Il est devenu extrêmement difficile d'obtenir un bol de soupe aux boulettes de matzo casher dans mon quartier de Los Angeles. Cela me rappelle tous les quelques mois, lorsqu'un rhume ou une envie me rappelle ce que nous avons perdu lorsque Pico Kosher Deli, établi en 1968 à environ un mile de mon appartement, a fermé définitivement au début de la pandémie. Il ne s'agit pas seulement de la soupe, bien sûr. C'est toute l'expérience de la charcuterie casher : des sandwichs au pastrami bombés, une serveuse avec un bloc-notes, des cure-dents à froufrous.
La charcuterie casher traditionnelle est en train de mourir, voire morte, et pas seulement à Los Angeles. Les plats casher ashkénazes sont officiellement dépassés, une catégorie de cuisine que les balabustas d'aujourd'hui – du moins ma cohorte millénaire orthodoxe moderne – ont abandonnée. Sur les marchés casher, les produits Manischewitz sont relégués dans un coin poussiéreux, le « rayon casher » de l'épicier casher. Et dans les épiceries fines survivantes comme Katz's et Canter's, la casher n'est pas une certification religieuse. Il s’agit simplement d’un signal de nostalgie qui précède immédiatement le mot « style ».
Heureusement, une vague de nouveaux produits alimentaires intelligemment emballés capitalisant sur cette nostalgie est arrivée pour restaurer mon droit de naissance ashkénaze, ou du moins mes anciens niveaux de sodium. Dans les années qui ont suivi la fermeture de l'épicerie de mon quartier, des marques s'adressant directement aux consommateurs se sont lancées dans la vente de chips de pommes de terre au latke casher, de chips de matzo casher et de charoset en pot casher (affectueusement nommé Schmutz). Le nouveau venu pour lequel je me suis précipité était une soupe aux boulettes de matzo instantanée casher appelée Nooish. Une boîte de quatre tasses à soupe robustes et colorées est arrivée environ une semaine après que je les ai commandées en ligne.

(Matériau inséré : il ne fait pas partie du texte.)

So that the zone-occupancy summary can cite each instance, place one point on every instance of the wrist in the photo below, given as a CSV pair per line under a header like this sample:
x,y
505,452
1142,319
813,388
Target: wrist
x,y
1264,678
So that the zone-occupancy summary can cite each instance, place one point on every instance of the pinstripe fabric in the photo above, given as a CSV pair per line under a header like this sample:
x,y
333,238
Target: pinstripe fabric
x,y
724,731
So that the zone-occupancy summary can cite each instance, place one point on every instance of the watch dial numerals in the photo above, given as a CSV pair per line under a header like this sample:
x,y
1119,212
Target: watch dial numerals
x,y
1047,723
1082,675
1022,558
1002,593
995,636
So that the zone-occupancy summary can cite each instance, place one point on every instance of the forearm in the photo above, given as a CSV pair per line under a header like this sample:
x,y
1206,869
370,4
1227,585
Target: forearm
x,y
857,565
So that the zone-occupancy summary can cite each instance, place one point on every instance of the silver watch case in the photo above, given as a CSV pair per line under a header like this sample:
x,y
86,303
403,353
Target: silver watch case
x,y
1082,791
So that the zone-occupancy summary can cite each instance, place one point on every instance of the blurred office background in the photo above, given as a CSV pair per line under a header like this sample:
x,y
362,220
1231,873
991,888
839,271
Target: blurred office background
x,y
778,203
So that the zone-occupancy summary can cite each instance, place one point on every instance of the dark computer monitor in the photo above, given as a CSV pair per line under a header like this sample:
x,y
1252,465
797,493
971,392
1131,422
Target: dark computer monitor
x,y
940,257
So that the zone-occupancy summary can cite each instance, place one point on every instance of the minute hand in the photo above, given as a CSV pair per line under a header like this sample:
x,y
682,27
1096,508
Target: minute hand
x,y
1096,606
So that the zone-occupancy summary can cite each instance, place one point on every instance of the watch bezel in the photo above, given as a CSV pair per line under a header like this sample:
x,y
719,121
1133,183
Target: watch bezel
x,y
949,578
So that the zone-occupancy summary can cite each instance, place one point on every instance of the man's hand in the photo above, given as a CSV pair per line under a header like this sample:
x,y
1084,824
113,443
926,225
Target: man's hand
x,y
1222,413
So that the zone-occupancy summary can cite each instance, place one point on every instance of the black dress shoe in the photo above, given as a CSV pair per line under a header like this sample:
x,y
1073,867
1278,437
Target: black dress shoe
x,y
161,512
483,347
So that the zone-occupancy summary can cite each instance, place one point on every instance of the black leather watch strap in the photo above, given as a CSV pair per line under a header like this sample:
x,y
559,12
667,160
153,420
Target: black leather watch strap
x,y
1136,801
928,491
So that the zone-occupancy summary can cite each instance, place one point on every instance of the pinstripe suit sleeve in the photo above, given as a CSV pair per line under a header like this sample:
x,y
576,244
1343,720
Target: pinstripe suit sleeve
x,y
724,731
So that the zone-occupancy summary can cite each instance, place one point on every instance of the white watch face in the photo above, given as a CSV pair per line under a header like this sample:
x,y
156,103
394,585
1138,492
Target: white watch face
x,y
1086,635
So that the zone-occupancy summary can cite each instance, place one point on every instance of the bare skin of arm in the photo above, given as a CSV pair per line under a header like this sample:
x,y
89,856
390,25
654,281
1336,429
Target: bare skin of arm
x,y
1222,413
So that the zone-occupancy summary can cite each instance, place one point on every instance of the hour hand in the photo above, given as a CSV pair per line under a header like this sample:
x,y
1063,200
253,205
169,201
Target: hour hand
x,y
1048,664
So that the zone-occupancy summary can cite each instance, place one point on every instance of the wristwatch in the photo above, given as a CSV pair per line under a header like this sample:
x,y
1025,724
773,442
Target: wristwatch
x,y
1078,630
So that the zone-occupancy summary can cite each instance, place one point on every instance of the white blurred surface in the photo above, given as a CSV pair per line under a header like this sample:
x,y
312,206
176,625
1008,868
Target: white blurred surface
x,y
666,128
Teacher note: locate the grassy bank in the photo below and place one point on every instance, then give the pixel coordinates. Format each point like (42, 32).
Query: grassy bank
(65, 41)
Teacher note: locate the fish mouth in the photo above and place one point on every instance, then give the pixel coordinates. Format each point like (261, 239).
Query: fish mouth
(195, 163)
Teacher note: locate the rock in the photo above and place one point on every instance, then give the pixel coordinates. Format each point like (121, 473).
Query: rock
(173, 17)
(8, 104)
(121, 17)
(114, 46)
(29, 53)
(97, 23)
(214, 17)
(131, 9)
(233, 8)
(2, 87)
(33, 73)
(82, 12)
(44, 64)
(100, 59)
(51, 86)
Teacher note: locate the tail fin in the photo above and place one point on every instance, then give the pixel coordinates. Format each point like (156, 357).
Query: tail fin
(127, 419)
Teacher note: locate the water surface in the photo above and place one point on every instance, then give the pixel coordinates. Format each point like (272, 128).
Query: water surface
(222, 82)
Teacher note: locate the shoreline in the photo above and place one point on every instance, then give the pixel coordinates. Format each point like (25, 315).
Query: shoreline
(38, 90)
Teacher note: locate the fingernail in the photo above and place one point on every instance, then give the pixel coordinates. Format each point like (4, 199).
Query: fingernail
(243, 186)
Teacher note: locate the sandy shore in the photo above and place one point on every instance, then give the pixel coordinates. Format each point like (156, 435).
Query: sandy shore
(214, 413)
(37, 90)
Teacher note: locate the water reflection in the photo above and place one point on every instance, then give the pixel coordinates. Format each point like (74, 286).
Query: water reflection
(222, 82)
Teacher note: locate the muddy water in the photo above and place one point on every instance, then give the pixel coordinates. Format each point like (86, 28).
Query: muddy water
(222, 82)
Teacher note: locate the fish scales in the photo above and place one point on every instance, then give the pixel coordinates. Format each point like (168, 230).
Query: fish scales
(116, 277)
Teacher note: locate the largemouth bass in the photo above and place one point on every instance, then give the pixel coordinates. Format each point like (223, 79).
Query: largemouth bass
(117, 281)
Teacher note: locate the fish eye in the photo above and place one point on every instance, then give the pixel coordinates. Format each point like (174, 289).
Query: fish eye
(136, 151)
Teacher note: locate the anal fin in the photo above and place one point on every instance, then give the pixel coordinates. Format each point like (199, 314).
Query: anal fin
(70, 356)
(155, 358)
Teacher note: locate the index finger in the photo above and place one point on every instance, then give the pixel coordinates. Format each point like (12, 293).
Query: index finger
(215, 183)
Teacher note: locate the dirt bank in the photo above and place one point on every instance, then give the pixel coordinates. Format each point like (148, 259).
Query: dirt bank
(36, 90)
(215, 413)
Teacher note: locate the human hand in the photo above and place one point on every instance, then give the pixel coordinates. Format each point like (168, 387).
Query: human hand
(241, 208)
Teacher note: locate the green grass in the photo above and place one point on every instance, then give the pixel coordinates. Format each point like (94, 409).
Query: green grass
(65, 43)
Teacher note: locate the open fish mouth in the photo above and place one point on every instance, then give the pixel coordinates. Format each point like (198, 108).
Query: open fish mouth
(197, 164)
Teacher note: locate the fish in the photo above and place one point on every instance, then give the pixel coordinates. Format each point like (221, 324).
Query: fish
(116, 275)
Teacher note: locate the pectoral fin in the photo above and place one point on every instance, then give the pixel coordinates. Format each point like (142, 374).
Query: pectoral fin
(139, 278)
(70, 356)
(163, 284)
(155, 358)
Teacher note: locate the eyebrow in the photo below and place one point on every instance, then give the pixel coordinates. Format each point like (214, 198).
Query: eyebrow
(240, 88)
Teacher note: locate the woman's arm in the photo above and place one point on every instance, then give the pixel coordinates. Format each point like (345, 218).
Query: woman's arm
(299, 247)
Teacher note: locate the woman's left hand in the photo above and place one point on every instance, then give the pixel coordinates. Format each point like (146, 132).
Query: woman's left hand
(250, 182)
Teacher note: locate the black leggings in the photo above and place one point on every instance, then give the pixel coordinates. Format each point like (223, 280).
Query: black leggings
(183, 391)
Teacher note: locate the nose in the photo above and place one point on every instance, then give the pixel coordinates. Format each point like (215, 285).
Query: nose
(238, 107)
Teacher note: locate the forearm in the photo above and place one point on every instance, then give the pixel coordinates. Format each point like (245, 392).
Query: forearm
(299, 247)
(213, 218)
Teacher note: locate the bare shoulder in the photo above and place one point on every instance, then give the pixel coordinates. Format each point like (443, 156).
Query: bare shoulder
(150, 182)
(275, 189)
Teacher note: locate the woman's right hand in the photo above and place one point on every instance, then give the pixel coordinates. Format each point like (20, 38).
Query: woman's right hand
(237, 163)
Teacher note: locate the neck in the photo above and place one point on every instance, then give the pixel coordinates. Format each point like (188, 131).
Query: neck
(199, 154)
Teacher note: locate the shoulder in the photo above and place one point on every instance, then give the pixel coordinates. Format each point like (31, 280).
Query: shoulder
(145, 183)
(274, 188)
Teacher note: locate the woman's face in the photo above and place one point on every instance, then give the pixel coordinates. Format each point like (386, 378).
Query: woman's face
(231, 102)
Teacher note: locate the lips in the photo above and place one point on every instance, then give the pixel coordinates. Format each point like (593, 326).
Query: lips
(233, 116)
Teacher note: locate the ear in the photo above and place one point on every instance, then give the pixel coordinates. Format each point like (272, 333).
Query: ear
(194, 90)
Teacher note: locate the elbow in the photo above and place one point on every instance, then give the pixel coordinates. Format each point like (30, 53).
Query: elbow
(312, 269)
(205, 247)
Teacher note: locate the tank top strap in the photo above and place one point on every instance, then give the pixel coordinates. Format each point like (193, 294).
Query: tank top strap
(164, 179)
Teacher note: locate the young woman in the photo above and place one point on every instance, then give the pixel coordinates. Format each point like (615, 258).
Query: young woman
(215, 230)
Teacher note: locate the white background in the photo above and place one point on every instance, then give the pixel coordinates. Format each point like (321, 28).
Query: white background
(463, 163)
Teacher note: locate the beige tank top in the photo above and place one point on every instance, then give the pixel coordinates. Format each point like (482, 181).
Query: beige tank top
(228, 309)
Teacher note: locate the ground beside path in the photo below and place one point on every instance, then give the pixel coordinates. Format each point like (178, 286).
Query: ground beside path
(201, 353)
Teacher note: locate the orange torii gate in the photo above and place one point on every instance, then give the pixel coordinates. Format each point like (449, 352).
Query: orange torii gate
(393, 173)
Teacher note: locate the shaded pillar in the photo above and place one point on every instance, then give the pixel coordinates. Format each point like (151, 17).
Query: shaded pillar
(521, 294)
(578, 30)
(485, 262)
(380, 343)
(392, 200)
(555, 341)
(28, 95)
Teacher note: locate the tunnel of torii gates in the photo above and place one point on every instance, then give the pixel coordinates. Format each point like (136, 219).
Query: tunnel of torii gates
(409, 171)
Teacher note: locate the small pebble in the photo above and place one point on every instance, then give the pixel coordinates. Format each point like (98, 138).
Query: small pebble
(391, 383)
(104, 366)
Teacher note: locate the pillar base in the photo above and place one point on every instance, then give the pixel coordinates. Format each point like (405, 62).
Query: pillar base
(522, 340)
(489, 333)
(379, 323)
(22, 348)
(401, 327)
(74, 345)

Pour savoir pourquoi ces produits de longue conservation ont décollé alors que les charcuteries languissent, j'ai appelé Nate Rosen, dont le titre officiel – créateur de la newsletter des marques grand public Express Checkout – obscurcit la fraîcheur de son travail, qui consiste en grande partie à examiner de nouvelles collations sur TikTok. Selon Rosen, la renaissance casher faisait partie d’une vague plus large de startups alimentaires pendant la pandémie, lorsque le temps libre et le revenu disponible étaient soudainement abondants. Il était inévitable que quelqu’un trouve l’aspect juif de la tendance.
« Il existe un marché pour cela », a déclaré Rosen. « Il y a des endroits dédiés pour ça [on shelves]. Et je pense que maintenant, surtout, les gens sont fiers d’être juifs et fiers de le montrer un peu. »
Il existe une tension inhérente à ces éléments de menu appropriés – affirmant à la fois le caractère désirable d’une culture laïque et les lois juives l’interdisant. Diffusion culturelle et retraite communautaire. Assimilation et résistance. Pendant ce temps, la cuisine ancestrale, issue des lois alimentaires casher, a été à la fois rejetée et idéalisée. Vous ne trouvez pas beaucoup d’épiceries casher, mais TikTok a popularisé les fontaines de cornichons. (Attendez qu'ils découvrent hamantaschen.)
J'étais plutôt triste de cet état de choses jusqu'à ce que j'en parle à David Sax, qui était suffisamment consterné par le déclin des épiceries fines pour écrire un livre à ce sujet. Il a expliqué que la charcuterie juive s'est développée comme un moyen de transformer les méthodes et les saveurs de la charcuterie européenne, qui étaient le plus souvent à base de porc, en adaptations casher. Le sandwich au corned-beef était le smoothie raffiné original, ce qui signifie que notre crunchwrap casher pourrait devenir la soupe aux boulettes de matzo de demain. La nourriture réconfortante change, mais les gens perdurent.